Jide: I agree. The relationship we’re building now is worth the separation however painful it was. It feels like both of us grew during our time apart and the growth helped with shape our lives today. This is the first time anybody has ever made me feel like a good boyfriend. Alpha male vibes are good and all, but I’d rather be vulnerable with my person. I struggled so much with my mental health in the past, so it’s such a good feeling when you’re safe. Fiyin makes me feel safe. I’m in awe of how much she cares about me, and I want to keep being a good partner to her. 

Another thing is we have amazing chemistry, right from the talking stage. We’re so attracted to each other, but the friendship we’ve built is what makes it worth it.  

Sweet! Do you two fight?

Fiyin: We haven’t had any serious fight yet. Just minor disagreements and we usually end up seeing the other person’s point or we just agree to disagree. The only significant disagreement we’ve had was about relocation. We both want to, but at different times. We always have very serious conversations about it, and it’s quite stressful to think about. But we’re currently trying to find a way around it. The good thing is we never end the day on bad terms, especially him. I’m always ready to go to bed annoyed, but he doesn’t allow it. 

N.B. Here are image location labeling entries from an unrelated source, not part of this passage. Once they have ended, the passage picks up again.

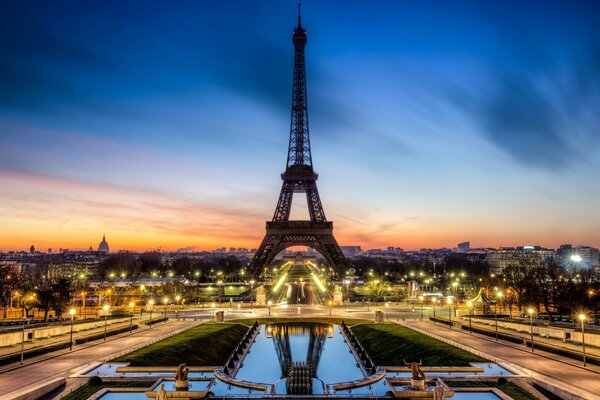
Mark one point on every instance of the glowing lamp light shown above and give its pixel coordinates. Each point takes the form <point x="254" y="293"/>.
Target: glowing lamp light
<point x="279" y="283"/>
<point x="319" y="283"/>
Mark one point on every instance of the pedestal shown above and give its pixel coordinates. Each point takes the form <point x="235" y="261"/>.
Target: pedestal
<point x="182" y="385"/>
<point x="219" y="317"/>
<point x="417" y="384"/>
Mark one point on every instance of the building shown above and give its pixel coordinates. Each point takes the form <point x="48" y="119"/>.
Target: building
<point x="527" y="255"/>
<point x="103" y="248"/>
<point x="463" y="247"/>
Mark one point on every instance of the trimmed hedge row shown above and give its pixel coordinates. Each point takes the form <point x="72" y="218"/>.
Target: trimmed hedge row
<point x="9" y="359"/>
<point x="100" y="335"/>
<point x="156" y="321"/>
<point x="501" y="335"/>
<point x="541" y="346"/>
<point x="564" y="352"/>
<point x="441" y="321"/>
<point x="32" y="353"/>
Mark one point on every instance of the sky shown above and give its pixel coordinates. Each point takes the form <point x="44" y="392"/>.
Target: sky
<point x="164" y="124"/>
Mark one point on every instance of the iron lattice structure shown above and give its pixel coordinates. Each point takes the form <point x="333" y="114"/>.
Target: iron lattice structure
<point x="299" y="177"/>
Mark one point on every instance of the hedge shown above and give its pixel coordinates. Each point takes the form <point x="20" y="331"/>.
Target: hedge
<point x="15" y="357"/>
<point x="564" y="352"/>
<point x="441" y="321"/>
<point x="100" y="335"/>
<point x="156" y="321"/>
<point x="501" y="335"/>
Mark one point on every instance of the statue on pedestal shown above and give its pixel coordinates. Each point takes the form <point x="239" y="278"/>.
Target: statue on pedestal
<point x="438" y="391"/>
<point x="181" y="380"/>
<point x="161" y="393"/>
<point x="417" y="381"/>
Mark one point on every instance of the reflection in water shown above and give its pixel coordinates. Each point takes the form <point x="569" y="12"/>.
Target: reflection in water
<point x="316" y="334"/>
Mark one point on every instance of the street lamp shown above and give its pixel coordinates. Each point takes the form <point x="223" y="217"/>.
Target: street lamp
<point x="151" y="302"/>
<point x="165" y="302"/>
<point x="251" y="292"/>
<point x="499" y="296"/>
<point x="72" y="312"/>
<point x="177" y="298"/>
<point x="347" y="282"/>
<point x="470" y="305"/>
<point x="449" y="301"/>
<point x="530" y="311"/>
<point x="131" y="306"/>
<point x="106" y="308"/>
<point x="23" y="339"/>
<point x="582" y="319"/>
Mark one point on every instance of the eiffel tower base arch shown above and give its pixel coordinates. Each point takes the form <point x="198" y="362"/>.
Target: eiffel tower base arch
<point x="283" y="234"/>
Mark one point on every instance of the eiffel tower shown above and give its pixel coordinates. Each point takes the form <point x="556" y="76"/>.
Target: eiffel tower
<point x="299" y="177"/>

Jide: I grew up with anger issues, and I’ve had to do a lot of work on it. I also have hypertension, so I know it’s not worth holding back on things that can be cleared up with a conversation. 

Nice! I’m curious about what attracts you to each other?

Jide: Apart from the fact that she’s really cute, she’s also very smart. Yesterday, I met her uncle and he spent about five minutes talking about how smart my girl is and praying that I’ll be smart enough for her. 

Fiyin: For me, it’s his smile. There’s a way he smiles up to his eyes that gets me going. I like how nice he is, not just to me, but also to my friends, and even to random people. He is super empathetic. There’s a way he gets upset over other people’s suffering that I adore. I used to think I was empathetic, but he is way above me. It’s amusing sometimes, but I really love that about him.

Rate this relationship on a scale of  1 – 10 

Fiyin: I’d rate it a 10 based on the quality of our communication and how intentional we are about the relationship. There’s always room for improvement, but it’s still a 10 for me.

Jide: It’s a 10 for me as well. What we have is something special. It has weathered many storms and keeps gathering steam. There are highs and lows with every relationship, but I’d like to say we’re doing pretty great. We care about each other, and that makes all the difference.